Chronological snobbery is an argument that the thinking, art, or science of an earlier time is inherently inferior to that of the present, simply by virtue of its temporal priority or the belief that since civilization has advanced in certain areas, people of earlier periods were less intelligent. The term was coined by C. S. Lewis and Owen Barfield, and first mentioned by Lewis in his 1955 autobiographical work, Surprised by Joy. Chronological snobbery is a form of appeal to novelty.

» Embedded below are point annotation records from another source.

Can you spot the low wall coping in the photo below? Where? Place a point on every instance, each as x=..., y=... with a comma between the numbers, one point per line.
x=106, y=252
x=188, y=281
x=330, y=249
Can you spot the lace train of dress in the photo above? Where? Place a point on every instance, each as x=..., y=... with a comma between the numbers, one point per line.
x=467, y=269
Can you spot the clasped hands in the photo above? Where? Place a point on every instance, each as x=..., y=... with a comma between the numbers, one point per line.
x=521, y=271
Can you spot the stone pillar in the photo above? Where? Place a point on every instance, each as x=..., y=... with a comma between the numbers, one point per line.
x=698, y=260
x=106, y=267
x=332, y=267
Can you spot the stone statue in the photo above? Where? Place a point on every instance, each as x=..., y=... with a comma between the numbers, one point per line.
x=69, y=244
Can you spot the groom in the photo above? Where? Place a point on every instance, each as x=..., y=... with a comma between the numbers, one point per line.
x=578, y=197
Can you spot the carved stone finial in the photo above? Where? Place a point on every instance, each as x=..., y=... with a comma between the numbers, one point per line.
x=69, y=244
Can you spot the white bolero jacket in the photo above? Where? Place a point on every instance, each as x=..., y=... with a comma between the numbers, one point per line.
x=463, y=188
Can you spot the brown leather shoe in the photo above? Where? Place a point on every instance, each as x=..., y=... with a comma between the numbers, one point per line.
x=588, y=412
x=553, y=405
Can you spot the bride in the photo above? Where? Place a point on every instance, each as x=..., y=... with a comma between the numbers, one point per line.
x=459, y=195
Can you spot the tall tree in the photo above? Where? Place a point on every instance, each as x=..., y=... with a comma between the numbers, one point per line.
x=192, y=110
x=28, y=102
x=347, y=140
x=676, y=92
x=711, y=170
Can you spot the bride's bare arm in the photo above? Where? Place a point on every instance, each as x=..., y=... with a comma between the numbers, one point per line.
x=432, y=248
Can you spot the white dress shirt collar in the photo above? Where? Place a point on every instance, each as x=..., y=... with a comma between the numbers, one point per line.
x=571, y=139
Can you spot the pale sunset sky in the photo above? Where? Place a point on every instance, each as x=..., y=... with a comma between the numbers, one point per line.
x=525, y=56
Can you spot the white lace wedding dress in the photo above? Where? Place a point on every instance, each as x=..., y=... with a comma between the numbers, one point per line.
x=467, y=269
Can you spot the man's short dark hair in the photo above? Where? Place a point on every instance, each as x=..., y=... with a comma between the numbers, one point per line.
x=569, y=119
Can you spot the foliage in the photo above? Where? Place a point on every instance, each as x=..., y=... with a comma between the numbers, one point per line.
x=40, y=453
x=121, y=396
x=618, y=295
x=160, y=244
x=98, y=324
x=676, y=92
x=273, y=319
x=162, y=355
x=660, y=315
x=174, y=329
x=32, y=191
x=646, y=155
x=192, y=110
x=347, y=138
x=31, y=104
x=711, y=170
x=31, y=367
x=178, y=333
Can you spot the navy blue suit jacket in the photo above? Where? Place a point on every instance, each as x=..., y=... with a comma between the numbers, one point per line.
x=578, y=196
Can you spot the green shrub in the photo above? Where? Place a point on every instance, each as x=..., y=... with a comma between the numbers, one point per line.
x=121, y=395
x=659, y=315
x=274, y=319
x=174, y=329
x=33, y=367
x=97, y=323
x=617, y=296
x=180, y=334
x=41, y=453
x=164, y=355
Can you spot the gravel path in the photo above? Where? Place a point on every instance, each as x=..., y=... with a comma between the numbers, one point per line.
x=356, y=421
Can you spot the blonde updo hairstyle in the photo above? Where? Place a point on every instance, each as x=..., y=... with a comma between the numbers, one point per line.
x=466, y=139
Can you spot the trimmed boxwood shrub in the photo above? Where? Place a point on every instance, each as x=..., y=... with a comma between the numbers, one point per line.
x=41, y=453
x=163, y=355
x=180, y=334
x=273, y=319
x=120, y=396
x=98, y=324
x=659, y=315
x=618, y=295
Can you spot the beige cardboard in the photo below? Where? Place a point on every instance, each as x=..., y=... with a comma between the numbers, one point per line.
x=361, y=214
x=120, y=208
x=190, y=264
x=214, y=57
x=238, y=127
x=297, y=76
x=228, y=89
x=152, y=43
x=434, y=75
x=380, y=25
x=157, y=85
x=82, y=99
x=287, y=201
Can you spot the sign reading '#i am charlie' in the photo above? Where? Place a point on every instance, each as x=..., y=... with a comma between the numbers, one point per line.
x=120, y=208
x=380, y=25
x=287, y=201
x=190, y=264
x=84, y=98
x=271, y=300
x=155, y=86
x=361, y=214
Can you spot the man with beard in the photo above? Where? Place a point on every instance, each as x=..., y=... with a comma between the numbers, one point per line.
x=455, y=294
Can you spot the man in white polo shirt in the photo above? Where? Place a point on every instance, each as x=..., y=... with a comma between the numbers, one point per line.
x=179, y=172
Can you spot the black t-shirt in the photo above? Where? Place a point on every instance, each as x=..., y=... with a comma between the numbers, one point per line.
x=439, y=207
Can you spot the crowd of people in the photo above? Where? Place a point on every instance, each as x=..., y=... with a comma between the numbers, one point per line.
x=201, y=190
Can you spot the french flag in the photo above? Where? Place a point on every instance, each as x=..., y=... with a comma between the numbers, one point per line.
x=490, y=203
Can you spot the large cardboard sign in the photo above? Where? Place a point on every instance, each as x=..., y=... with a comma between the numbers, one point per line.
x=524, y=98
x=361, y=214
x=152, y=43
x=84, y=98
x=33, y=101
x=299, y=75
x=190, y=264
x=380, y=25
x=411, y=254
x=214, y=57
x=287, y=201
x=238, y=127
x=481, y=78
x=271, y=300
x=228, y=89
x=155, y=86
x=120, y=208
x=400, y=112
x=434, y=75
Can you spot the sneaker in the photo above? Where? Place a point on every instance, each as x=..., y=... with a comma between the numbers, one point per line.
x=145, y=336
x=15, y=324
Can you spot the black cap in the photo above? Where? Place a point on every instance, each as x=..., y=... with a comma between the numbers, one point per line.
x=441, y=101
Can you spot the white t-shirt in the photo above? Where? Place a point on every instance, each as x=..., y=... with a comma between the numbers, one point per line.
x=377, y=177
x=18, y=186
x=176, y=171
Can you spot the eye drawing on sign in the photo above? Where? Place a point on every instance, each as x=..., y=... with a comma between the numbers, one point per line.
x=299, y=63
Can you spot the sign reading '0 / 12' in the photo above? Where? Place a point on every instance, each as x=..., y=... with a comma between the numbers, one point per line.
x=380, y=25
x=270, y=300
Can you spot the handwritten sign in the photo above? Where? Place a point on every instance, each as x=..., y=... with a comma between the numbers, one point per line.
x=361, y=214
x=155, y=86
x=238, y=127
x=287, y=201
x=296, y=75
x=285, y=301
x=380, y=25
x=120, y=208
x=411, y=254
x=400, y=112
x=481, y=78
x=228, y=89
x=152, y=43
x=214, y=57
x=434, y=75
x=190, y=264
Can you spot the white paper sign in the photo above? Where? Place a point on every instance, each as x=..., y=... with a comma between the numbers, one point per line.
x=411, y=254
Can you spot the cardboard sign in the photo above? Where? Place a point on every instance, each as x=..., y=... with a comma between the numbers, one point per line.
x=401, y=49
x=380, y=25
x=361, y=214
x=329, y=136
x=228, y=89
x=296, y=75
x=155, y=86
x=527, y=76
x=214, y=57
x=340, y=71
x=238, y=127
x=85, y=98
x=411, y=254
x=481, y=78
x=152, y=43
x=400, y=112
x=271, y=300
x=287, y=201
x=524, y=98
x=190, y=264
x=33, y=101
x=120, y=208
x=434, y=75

As Barfield explains it, it is the belief that "intellectually, humanity languished for countless generations in the most childish errors on all sorts of crucial subjects, until it was redeemed by some simple scientific dictum of the last century." The subject came up between them when Barfield had converted to Anthroposophy and was seeking to get Lewis (an atheist at the time) to join him. One of Lewis's objections was that religion was simply outdated, and in Surprised by Joy (chapter 13, pp. 207–208), he describes how this was fallacious:
Barfield never made me an Anthroposophist, but his counterattacks destroyed forever two elements in my own thought. In the first place he made short work of what I have called my "chronological snobbery," the uncritical acceptance of the intellectual climate common to our own age and the assumption that whatever has gone out of date is on that account discredited. You must find why it went out of date. Was it ever refuted (and if so by whom, where, and how conclusively) or did it merely die away as fashions do? If the latter, this tells us nothing about its truth or falsehood. From seeing this, one passes to the realization that our own age is also "a period," and certainly has, like all periods, its own characteristic illusions. They are likeliest to lurk in those widespread assumptions which are so ingrained in the age that no one dares to attack or feels it necessary to defend them.
A manifestation of chronological snobbery is the usage in general of the word "medieval" to mean "backwards".